ガートナー ジャパンが11月12~14日、「Gartner Symposium/ITxpo 2018」を開催した。13日のセッションにはリサーチ部門バイスプレジデント兼アナリストを務める本好宏次氏が登壇。「ポストモダンERPプロジェクト成功の秘訣」と題し、ポストモダンERPを導入する際の「10大リスク」を示すとともに、リスクを回避・軽減するための対策を説明した。
ガートナー ジャパン リサーチ部門バイスプレジデント兼アナリストの本好宏次氏
「ポストモダンERP」は、ERP(統合基幹業務システム)がたどってきた近代化の歴史の現段階に当たる。ERPは、近代化の過程でスイート化(巨大化、肥大化)を進め、その機能がカバーする範囲を広げてきた。現在は近代化の過程が終わり、ポスト近代へと移行。モダンERPが備える信頼性を維持したまま、小回りが利く俊敏性を追加している。
モダンERPのスイート製品を概観すると、会計や人事などの管理系に強いパッケージもあれば、生産や販売などの実行系に強いパッケージもある。このうち、管理系は標準化に向いているが、実行系はカスタマイズが多いのが実情だ。
モダンERPと比べたポストモダンERPの特徴とは、モダンERPの“機能を分解していること”だという。典型的なポストモダンERPの姿は、その中心にオンプレミスのモダンERPを据え、周辺にクラウドのERPをつなげた形になる。そのイメージは「巨大なタンカー(モダンERP)から一部機能が分解されたモーターボート(クラウドERP)となってタンカーを取り囲む護送船団のようなもの」(本好氏)だ。
ポストモダンERPの注意点は、新しい機能を戦略的に取り込まないと、すぐに陳腐化してしまうことだという。「膨大なお金をかけていたら、いつの間にかスイート型のモダンERPができていた、ということになりかねない」(本好氏)

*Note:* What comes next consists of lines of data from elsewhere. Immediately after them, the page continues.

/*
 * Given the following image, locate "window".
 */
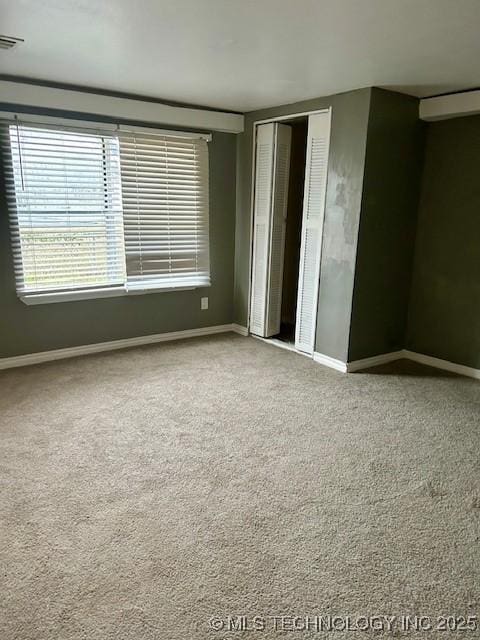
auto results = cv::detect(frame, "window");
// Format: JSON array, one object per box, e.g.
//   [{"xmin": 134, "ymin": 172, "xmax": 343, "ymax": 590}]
[
  {"xmin": 119, "ymin": 130, "xmax": 210, "ymax": 290},
  {"xmin": 2, "ymin": 120, "xmax": 210, "ymax": 303},
  {"xmin": 6, "ymin": 125, "xmax": 125, "ymax": 295}
]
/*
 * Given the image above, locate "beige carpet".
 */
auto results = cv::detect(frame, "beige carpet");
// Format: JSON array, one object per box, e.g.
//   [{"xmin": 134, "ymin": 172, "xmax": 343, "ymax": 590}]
[{"xmin": 1, "ymin": 333, "xmax": 479, "ymax": 639}]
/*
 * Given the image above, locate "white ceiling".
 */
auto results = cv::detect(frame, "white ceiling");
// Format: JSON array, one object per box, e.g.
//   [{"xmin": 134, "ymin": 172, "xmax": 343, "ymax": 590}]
[{"xmin": 1, "ymin": 0, "xmax": 480, "ymax": 113}]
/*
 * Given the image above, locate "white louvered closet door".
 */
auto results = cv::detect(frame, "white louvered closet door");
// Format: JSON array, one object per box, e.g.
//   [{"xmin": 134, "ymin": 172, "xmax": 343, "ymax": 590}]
[
  {"xmin": 295, "ymin": 111, "xmax": 331, "ymax": 354},
  {"xmin": 250, "ymin": 123, "xmax": 291, "ymax": 337},
  {"xmin": 250, "ymin": 123, "xmax": 275, "ymax": 336}
]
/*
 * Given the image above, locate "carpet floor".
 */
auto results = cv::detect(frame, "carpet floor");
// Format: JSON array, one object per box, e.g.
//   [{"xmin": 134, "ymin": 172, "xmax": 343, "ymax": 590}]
[{"xmin": 1, "ymin": 333, "xmax": 479, "ymax": 639}]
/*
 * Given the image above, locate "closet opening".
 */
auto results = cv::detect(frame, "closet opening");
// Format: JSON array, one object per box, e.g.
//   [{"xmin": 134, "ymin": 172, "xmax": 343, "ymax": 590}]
[
  {"xmin": 277, "ymin": 118, "xmax": 307, "ymax": 346},
  {"xmin": 249, "ymin": 108, "xmax": 331, "ymax": 356}
]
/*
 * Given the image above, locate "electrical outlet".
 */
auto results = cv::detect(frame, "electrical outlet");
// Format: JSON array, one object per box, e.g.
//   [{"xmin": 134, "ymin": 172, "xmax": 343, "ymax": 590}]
[{"xmin": 201, "ymin": 297, "xmax": 209, "ymax": 310}]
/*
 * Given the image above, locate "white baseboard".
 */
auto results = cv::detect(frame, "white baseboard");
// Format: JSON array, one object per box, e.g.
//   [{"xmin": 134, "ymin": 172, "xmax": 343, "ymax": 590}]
[
  {"xmin": 313, "ymin": 352, "xmax": 348, "ymax": 373},
  {"xmin": 347, "ymin": 350, "xmax": 405, "ymax": 372},
  {"xmin": 403, "ymin": 350, "xmax": 480, "ymax": 380},
  {"xmin": 0, "ymin": 324, "xmax": 235, "ymax": 371},
  {"xmin": 314, "ymin": 348, "xmax": 480, "ymax": 381},
  {"xmin": 2, "ymin": 327, "xmax": 479, "ymax": 382},
  {"xmin": 314, "ymin": 350, "xmax": 402, "ymax": 374},
  {"xmin": 231, "ymin": 324, "xmax": 249, "ymax": 336}
]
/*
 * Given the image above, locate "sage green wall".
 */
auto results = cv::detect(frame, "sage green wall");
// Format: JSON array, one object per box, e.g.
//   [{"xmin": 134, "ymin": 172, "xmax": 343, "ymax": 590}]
[
  {"xmin": 234, "ymin": 88, "xmax": 372, "ymax": 361},
  {"xmin": 0, "ymin": 128, "xmax": 237, "ymax": 358},
  {"xmin": 348, "ymin": 88, "xmax": 424, "ymax": 361},
  {"xmin": 406, "ymin": 115, "xmax": 480, "ymax": 369}
]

講演で本好氏は、ポストモダンERPのライフライクルに潜む次の10大リスクを指摘した。
「戦略策定・計画」フェーズのリスク
- 1.大義名分を見いだせない
- 2.「守りの投資」に偏重してしまう
- 3.適切なスコープを設定できない
「アーキテクチャ検討」フェーズのリスク
- 4.現行システム/業務をERPで「再現」してしまう
- 5.クラウドERPに過度に期待してしまう
「選定」フェーズのリスク
- 6.「手組み」ベースのRFP(提案依頼書)を出してしまう
- 7.異なる製品を比較できない
「導入・展開」フェーズのリスク
- 8.ユーザーが「片手間」で参加し、重要タスクが滞ってしまう
- 9.カスタマイズを適切に抑制、実装できない
- 10.トレーニングを軽視してしまう
SoRのコスト削減にはRPA/AIも有効
戦略策定・計画フェーズの第1のリスクは、例えば、SAP ERPをSAP S/4 HANAに入れ替えるといった案件において、“大義名分”を見いだせずにプロジェクトの推進力が不足することだ。しっかりした理由を打ち出さなければ承認が下りづらく、抵抗勢力からの反対も出る。

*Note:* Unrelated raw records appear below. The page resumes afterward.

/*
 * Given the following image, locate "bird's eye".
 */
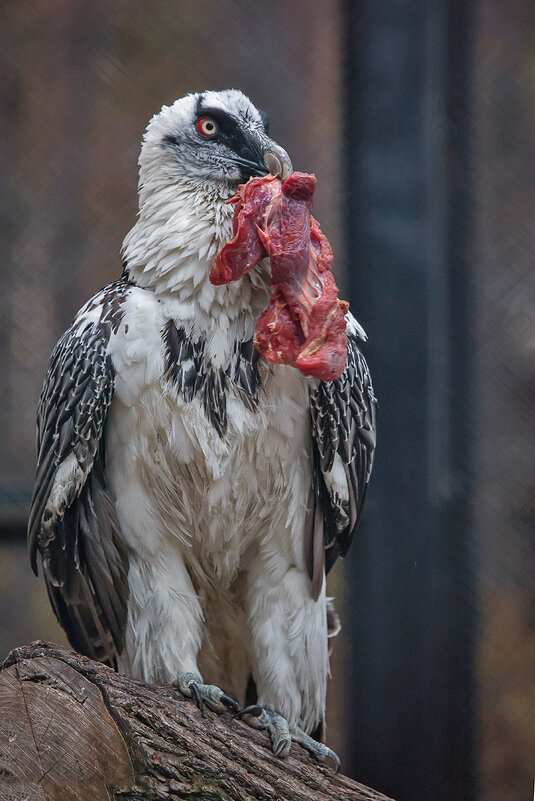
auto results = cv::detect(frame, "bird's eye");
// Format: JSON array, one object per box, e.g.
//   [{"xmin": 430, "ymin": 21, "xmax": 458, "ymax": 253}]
[{"xmin": 197, "ymin": 117, "xmax": 218, "ymax": 137}]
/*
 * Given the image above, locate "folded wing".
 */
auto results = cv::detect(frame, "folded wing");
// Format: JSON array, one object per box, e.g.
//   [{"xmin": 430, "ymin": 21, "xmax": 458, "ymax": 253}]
[
  {"xmin": 308, "ymin": 318, "xmax": 377, "ymax": 595},
  {"xmin": 28, "ymin": 284, "xmax": 130, "ymax": 665}
]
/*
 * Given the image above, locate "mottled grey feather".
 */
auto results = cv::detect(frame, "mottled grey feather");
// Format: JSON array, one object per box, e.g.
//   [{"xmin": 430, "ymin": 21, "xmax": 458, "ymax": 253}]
[
  {"xmin": 27, "ymin": 281, "xmax": 130, "ymax": 666},
  {"xmin": 310, "ymin": 331, "xmax": 377, "ymax": 576}
]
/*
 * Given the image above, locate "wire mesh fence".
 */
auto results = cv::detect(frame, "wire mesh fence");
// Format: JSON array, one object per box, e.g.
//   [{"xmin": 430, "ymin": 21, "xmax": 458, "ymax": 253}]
[{"xmin": 473, "ymin": 2, "xmax": 535, "ymax": 798}]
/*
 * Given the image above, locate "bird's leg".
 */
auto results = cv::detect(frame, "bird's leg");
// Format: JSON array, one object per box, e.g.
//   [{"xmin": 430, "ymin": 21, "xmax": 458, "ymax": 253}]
[
  {"xmin": 118, "ymin": 544, "xmax": 239, "ymax": 715},
  {"xmin": 235, "ymin": 705, "xmax": 340, "ymax": 770},
  {"xmin": 238, "ymin": 545, "xmax": 338, "ymax": 767},
  {"xmin": 175, "ymin": 672, "xmax": 240, "ymax": 715}
]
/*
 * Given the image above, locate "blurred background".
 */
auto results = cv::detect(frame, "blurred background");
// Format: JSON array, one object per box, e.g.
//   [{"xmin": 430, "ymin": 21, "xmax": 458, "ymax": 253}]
[{"xmin": 0, "ymin": 2, "xmax": 533, "ymax": 800}]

その対策は、経営層による“錦の御旗”を立てて、トップダウンのアプローチを採ること。IFRS(国際財務報告基準)対応や働き方改革などが有効になる。「働き方改革の業務削減手段の本丸はERP。経費精算もERPの一つのモジュール。毎日何かしらERPを使っている。要件をまとめて人の心に響くようにすると受け入れられる」(本好氏)
戦略策定・計画フェーズの第2のリスクは、守りの投資に偏重してしまうこと。多くの企業では、会計システムなどのSoR(System of Record:記録システム)にIT予算の90%を割いており、テクノロジの進化に取り残されている。SoRに当たるERPのコア部分をダウンサイジングし、その浮いたお金で、差別化を図るための新しいシステムに投資をする必要がある。

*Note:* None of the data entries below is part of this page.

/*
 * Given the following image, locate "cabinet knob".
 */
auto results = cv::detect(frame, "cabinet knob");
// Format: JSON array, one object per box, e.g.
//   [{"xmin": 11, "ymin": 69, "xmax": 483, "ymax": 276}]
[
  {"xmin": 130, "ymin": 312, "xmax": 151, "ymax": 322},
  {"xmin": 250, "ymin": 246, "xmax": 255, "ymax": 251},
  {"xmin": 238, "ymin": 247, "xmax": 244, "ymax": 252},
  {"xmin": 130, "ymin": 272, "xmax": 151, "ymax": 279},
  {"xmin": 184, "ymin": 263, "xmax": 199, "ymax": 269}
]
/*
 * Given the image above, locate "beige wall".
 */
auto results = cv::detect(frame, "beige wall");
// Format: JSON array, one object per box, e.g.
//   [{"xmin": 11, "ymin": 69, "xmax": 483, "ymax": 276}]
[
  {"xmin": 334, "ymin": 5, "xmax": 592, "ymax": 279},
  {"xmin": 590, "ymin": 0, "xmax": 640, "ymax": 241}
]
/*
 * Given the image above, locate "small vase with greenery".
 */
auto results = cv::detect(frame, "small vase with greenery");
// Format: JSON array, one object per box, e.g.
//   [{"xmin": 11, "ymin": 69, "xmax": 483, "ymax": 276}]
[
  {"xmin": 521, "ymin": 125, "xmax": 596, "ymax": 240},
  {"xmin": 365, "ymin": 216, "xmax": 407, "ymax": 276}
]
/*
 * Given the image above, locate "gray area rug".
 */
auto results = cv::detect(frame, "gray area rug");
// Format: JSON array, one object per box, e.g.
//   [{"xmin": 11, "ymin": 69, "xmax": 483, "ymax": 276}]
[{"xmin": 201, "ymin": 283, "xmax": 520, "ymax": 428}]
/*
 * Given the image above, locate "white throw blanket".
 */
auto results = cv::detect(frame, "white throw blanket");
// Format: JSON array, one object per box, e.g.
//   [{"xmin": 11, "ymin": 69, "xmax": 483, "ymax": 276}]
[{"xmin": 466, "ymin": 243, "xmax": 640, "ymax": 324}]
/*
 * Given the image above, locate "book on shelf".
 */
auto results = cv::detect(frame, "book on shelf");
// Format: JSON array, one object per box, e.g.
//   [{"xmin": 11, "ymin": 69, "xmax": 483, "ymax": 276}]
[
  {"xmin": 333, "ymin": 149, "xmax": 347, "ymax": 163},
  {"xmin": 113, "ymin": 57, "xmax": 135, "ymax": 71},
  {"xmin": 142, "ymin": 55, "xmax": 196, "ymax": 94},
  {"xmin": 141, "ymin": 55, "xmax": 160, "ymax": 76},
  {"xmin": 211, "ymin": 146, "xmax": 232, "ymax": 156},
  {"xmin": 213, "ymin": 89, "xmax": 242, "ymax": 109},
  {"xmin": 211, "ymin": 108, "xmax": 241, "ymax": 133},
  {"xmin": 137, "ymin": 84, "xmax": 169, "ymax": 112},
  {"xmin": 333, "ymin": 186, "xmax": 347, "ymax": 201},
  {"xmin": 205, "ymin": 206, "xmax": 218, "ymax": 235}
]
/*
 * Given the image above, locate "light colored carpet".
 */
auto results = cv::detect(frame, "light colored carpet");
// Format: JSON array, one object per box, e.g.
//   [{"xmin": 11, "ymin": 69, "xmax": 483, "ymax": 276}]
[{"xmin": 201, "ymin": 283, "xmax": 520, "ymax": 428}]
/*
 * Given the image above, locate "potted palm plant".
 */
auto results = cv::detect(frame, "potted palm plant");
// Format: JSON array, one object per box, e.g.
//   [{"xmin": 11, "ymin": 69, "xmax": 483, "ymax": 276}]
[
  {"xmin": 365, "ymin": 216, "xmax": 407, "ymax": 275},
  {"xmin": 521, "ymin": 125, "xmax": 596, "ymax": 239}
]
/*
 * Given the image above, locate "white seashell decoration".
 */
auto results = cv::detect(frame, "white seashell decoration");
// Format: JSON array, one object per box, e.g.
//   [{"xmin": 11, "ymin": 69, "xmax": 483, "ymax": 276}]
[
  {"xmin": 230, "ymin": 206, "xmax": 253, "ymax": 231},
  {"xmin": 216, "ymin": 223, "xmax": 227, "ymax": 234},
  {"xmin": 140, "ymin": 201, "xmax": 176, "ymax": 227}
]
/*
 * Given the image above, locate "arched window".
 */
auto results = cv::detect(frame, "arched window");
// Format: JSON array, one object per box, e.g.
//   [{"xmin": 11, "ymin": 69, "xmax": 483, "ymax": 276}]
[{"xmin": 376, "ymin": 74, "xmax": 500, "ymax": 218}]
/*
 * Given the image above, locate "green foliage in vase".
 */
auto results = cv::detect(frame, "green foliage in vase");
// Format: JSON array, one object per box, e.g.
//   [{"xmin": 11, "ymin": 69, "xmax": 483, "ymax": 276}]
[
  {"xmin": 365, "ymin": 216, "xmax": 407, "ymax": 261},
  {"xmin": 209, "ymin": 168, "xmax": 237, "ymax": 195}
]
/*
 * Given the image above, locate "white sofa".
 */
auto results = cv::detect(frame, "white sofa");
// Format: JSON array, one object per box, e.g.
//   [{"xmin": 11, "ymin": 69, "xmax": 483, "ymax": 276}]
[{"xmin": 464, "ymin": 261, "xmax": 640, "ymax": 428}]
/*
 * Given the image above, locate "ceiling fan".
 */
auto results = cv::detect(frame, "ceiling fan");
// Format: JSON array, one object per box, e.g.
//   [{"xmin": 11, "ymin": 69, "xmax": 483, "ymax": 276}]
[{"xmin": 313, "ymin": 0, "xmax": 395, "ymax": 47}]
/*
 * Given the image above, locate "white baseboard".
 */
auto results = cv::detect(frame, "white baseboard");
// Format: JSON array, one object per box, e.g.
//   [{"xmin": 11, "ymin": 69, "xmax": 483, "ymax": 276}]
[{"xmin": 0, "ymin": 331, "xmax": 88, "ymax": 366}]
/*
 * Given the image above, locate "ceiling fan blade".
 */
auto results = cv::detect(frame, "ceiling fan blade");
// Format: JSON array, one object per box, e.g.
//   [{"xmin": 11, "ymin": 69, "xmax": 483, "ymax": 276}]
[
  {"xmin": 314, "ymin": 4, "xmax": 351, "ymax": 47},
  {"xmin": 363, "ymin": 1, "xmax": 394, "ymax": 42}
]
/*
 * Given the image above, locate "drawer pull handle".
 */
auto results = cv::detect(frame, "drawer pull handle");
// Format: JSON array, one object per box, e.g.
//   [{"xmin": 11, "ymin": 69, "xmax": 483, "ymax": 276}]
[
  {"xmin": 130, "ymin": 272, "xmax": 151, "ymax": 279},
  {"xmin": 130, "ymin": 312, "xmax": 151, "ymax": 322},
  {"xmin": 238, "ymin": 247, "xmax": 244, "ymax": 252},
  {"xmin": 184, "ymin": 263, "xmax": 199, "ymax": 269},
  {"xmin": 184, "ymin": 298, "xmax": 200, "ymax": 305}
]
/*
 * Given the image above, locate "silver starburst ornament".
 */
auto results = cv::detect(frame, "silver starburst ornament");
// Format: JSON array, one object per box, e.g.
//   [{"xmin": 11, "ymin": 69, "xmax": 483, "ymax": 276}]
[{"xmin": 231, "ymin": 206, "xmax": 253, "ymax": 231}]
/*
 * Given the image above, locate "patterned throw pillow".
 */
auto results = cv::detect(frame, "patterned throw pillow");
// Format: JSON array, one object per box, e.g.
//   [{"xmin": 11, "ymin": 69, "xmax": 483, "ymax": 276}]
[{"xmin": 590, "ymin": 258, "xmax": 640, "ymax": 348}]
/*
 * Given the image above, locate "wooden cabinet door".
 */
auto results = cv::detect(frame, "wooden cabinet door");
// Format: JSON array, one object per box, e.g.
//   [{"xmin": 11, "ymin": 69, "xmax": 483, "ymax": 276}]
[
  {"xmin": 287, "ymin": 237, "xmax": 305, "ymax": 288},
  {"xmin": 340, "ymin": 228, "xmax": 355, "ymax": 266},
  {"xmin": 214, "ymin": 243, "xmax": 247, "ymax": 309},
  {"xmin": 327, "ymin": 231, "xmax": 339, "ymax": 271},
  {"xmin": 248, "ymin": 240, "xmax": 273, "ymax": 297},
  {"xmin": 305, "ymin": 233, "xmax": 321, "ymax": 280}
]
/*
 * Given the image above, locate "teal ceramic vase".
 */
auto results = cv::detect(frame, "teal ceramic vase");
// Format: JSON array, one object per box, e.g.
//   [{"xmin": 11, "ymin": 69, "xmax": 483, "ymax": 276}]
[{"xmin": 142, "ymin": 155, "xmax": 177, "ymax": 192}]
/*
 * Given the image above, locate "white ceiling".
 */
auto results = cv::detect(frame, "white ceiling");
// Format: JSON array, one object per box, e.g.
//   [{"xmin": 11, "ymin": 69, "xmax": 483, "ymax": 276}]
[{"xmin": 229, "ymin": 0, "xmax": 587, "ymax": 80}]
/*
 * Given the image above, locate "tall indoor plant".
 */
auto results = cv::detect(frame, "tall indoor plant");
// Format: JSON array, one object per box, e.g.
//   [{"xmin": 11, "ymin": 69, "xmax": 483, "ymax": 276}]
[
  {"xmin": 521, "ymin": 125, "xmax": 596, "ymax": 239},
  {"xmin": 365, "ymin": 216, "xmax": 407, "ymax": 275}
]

財務会計のコスト削減には、ロボティックプロセスオートメーション(RPA)や人工知能(AI)も武器になる。ガートナーでは、戦略的プランニングの仮説事項として「2020年までに、RPAによって経理部内の付加価値につながらない業務が20%削減される」こと、「2020年までに、ERPやアプリケーションへの組み込みAIは財務会計システムの評価における重要な差別化要因になる」ことを挙げている。
戦略策定・計画フェーズの第3のリスクは、適切なスコープを設定できないこと。ERP以前の世界はベストオブブリードで機能ごとに最適なアプリケーションを用意し、組み合わせていたが、現在ではベストオブブリードの一つとして、ERPスイートのうち会計モジュールだけを切り出して使うのはもったいないという。
一方、これからERPスイートで、巨大なタンカーのようなシステムを構築するのも時代遅れである。今のところ、ERPスイートを中心に据えつつ周辺にアプリケーションを用意するハイブリッド型のERPシステムが現実的となる。